The US Constitution’s 13th Amendment proclaims: “Neither slavery nor involuntary servitude, except as a punishment for crime whereof the party shall have been duly convicted, shall exist within the United States, or any place subject to their jurisdiction.”

Involuntary servitude is the same thing as a 100% income tax rate. No recompense for your labor or creativity – it all goes to government. Any lesser tax rate is but a matter of degree.

John Goodell
2 years ago

At a fundamental level, money coming in and going out are the most important aspects of governance (except defense during war time). There’s a reason Ways and Means and Appropriations are the committees politicians want to serve on, and Richard’s article does such a good job highlighting the importance of perspective.
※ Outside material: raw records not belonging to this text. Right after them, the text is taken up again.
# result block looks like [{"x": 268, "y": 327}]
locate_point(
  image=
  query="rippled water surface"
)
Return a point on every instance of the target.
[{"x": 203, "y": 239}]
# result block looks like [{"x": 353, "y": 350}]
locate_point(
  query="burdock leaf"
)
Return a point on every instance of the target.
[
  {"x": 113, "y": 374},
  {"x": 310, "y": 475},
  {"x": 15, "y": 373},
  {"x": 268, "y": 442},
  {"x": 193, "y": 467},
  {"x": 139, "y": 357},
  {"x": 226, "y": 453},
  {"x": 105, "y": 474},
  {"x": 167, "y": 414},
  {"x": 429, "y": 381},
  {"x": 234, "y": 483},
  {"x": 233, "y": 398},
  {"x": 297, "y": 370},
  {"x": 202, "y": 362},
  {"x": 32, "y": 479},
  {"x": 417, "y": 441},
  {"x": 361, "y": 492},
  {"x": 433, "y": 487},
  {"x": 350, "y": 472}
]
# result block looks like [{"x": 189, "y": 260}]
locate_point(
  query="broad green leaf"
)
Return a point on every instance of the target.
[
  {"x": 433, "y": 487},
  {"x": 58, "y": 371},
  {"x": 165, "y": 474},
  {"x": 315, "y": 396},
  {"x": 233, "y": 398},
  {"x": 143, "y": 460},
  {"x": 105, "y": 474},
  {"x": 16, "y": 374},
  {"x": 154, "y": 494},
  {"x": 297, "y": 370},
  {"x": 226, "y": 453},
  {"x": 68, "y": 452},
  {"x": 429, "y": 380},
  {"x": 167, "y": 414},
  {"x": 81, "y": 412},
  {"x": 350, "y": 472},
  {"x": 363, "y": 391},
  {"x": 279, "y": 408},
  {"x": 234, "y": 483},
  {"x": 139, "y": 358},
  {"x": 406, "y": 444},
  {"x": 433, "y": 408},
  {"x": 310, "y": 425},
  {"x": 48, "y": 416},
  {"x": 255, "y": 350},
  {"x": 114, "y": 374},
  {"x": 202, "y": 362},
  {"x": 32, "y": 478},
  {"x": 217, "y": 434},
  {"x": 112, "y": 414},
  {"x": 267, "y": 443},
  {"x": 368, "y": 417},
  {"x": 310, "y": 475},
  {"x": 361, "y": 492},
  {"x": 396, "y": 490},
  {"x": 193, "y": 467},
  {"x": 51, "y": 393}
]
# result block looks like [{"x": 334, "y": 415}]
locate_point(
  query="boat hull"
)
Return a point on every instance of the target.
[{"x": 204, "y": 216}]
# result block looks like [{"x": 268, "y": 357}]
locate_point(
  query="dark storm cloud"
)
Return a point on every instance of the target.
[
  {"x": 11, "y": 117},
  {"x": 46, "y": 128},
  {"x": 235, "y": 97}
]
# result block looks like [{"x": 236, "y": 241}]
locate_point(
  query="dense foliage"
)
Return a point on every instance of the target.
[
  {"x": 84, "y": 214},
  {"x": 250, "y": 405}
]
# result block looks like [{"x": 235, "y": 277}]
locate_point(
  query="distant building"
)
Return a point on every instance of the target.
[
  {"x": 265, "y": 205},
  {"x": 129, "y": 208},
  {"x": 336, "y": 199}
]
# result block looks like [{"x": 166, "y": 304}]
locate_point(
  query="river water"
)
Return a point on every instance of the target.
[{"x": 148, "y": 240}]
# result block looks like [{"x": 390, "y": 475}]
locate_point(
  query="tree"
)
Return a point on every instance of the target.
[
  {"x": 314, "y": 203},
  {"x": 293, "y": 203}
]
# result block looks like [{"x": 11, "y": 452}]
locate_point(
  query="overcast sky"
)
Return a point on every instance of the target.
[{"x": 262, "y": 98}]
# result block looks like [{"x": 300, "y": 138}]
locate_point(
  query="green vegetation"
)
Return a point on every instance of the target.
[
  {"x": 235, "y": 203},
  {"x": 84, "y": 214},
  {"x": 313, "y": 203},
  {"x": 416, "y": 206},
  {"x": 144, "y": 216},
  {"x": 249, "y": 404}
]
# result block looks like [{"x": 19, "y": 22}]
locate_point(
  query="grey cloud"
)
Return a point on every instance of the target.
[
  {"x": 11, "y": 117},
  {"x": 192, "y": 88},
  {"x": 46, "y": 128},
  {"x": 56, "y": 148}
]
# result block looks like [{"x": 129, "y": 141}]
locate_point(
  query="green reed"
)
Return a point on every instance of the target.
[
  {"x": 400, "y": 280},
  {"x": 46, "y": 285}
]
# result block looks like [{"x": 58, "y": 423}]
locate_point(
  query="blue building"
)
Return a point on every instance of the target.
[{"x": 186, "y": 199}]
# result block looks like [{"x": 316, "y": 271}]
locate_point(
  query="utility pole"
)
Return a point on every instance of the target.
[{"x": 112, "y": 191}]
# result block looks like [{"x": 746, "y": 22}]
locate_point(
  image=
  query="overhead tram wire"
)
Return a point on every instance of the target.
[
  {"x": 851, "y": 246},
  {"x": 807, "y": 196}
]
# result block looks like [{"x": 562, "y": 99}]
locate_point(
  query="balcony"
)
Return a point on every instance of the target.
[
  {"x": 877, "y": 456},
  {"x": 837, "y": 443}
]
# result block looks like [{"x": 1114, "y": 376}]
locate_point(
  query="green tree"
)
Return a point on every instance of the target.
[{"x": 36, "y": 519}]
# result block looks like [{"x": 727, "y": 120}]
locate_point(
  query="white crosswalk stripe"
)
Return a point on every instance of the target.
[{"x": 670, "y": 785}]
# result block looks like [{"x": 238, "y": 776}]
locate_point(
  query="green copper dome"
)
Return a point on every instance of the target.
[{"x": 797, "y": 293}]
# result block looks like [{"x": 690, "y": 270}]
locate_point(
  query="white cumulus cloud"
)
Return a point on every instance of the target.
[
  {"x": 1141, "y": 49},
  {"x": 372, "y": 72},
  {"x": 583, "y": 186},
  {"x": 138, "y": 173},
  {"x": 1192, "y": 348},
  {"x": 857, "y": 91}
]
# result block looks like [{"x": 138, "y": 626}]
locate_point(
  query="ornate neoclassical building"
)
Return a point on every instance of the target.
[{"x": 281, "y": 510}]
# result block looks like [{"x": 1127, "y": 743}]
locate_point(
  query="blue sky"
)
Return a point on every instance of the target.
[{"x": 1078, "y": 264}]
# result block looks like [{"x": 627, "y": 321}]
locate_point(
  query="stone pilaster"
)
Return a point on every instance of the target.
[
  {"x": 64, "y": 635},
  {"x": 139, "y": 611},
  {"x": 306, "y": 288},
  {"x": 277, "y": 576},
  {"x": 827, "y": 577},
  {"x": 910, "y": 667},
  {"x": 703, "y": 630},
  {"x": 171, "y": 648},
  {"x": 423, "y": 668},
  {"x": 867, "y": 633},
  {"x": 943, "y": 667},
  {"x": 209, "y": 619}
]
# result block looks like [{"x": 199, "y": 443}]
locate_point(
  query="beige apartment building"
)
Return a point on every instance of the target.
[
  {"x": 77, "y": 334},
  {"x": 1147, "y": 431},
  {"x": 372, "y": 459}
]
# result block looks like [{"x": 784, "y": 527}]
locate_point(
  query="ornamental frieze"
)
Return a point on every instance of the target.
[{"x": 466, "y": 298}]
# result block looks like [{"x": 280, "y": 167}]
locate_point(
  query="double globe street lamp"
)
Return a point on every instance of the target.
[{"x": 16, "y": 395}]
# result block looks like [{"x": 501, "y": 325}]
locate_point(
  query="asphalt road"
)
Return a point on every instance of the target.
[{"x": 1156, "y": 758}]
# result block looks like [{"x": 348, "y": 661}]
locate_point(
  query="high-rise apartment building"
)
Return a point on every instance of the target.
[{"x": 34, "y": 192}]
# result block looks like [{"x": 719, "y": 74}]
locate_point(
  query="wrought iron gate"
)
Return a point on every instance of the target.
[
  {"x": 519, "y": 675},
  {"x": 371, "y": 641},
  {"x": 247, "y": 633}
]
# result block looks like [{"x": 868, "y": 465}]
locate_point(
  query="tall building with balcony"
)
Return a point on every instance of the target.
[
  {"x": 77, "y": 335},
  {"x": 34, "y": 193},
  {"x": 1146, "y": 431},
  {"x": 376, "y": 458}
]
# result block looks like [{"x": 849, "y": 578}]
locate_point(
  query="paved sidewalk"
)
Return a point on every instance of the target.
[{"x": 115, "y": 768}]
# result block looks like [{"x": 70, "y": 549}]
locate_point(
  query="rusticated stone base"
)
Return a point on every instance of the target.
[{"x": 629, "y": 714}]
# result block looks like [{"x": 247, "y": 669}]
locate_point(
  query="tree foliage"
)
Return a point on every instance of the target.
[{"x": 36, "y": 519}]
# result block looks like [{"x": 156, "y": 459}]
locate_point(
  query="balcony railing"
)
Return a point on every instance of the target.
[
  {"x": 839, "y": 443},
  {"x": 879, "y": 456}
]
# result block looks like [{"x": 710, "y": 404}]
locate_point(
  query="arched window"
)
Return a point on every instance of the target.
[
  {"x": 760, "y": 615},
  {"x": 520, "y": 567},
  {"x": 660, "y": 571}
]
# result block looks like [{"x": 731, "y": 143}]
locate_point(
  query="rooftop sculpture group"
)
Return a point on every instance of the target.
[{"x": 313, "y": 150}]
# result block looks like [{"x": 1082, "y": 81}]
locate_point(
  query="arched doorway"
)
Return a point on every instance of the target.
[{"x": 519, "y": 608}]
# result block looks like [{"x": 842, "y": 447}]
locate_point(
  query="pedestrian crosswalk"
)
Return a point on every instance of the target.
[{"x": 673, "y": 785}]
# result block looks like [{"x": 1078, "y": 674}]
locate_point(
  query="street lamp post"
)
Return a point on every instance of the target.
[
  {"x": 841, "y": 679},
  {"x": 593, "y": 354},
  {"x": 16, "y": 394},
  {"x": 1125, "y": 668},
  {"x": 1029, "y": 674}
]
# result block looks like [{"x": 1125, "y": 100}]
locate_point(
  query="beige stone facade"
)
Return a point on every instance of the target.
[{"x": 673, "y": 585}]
As we say in the defense world: one man’s terrorist is another’s freedom fighter.

David Golden
2 years ago

I hope the majority of HD’s readership would agree regardless of how one views the taxation fairness spectrum, the vast majority of us won the geographical birth lottery born into the most prosperous country the world has ever known.

R Quinn
2 years ago
Reply to  David Golden

And among the lowest taxed countries as well. Americans don’t realize that citizens in countries with extensive social programs are willing to pay for them via higher taxes of many kinds, including VATs.

Nate Allen
2 years ago
Reply to  R Quinn

That is interesting. I wonder what would happen to the stock market if VATs or other higher taxes like it were to be added. Presumably the (forward looking) market currently does not have that priced in, so (presumably) it would drop dramatically if one were added with no notice.

Mark Schwartz
2 years ago

Goid article Rick, I much prefer “The Fair Tax” system are written by Neal Boortz and congressman John Linder. It’s a well researched tax system and as I understand it would be truly a fair tax system as its based on consumption purchases. But Congress would lose control of the tax gun they have to our head and would never give that power up.

John Elway
2 years ago
Reply to  Mark Schwartz

It’s not Congress – its their paymasters. The people making bribes, er campaign contributions that get what they want.

Chazooo
2 years ago
Reply to  Mark Schwartz

And that’s why you never hear of “The Fair Tax” anymore. Something is wrong when as many as 60% of the potential taxpayers have no skin in the game. Everybody should be paying some amount. Sales tax is universal but still somewhat voluntary.

John Elway
2 years ago
Reply to  Chazooo

That Is a myth. Working class people who maybe don’t pay Fed income tax spend plenty on local and state taxes.

Not to mention they pay most of the blood in wars that the rich escape.

R Quinn
2 years ago

Tax fairness is like defining “affordable” health care. It is never defined.